Fisher Information and entanglement of non-Gaussian spin states

TL;DR

This paper introduces a method to create and analyze non-Gaussian entangled states in atomic systems, demonstrating their usefulness for quantum metrology beyond traditional spin squeezing.

Contribution

It develops a general approach to extract Fisher information from non-Gaussian states, revealing entanglement useful for precision measurements beyond classical limits.

Findings

Quantum states created are entangled but not spin squeezed.

Fisher information confirms metrologically useful entanglement.

Bayesian phase estimation achieves sub shot-noise sensitivity.

Abstract

Entanglement is the key quantum resource for improving measurement sensitivity beyond classical limits. However, the production of entanglement in mesoscopic atomic systems has been limited to squeezed states, described by Gaussian statistics.
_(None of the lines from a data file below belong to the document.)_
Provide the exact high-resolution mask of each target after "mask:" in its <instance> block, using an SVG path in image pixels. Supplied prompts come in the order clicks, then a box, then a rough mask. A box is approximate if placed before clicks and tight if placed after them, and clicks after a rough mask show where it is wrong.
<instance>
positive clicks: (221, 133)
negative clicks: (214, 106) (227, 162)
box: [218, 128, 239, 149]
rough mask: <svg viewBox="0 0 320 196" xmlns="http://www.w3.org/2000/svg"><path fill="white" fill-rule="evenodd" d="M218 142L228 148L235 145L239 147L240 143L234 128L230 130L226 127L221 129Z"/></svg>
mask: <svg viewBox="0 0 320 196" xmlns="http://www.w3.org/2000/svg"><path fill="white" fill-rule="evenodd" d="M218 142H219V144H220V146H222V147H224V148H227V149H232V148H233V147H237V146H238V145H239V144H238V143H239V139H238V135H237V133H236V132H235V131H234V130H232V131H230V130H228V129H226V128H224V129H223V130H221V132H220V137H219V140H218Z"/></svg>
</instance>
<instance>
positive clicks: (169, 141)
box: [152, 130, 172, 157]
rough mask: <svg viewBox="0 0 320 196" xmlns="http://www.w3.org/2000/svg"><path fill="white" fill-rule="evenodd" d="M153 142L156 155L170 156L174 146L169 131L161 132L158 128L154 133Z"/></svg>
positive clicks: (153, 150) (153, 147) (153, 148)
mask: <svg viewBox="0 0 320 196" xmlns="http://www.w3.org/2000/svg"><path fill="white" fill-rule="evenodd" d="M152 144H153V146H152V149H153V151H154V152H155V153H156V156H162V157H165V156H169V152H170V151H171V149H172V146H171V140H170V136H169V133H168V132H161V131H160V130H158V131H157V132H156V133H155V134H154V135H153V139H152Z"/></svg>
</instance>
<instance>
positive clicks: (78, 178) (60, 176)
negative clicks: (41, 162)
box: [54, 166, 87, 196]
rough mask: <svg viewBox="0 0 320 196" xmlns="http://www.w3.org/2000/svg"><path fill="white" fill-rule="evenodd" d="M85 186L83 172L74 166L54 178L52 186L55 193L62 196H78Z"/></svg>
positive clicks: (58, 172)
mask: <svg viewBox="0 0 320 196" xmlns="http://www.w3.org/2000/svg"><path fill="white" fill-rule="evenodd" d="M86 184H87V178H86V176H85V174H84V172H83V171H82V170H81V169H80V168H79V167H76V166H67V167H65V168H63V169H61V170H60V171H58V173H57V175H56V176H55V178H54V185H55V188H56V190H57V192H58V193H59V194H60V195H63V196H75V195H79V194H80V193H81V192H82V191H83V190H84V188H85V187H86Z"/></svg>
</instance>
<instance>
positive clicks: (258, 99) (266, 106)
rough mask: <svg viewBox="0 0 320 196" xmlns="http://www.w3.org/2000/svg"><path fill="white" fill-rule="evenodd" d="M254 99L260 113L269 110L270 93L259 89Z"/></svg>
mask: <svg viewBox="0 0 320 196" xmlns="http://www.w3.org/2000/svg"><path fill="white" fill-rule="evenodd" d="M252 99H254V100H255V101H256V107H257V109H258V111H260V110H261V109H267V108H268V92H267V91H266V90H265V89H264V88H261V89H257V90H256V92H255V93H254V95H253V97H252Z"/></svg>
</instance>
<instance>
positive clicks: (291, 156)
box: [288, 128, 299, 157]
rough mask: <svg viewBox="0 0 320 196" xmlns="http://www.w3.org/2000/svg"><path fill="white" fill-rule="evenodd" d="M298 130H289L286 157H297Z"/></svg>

Here we report on the creation and characterization of non-Gaussian many-body entangled states. We develop a general method to extract the Fisher information, which reveals that the quantum dynamics of a classically unstable system creates quantum states that are not spin squeezed but nevertheless entangled. The extracted Fisher information quantifies metrologically useful entanglement which we confirm by Bayesian phase estimation with sub shot-noise sensitivity. These methods are scalable to large particle numbers and applicable directly to other quantum systems.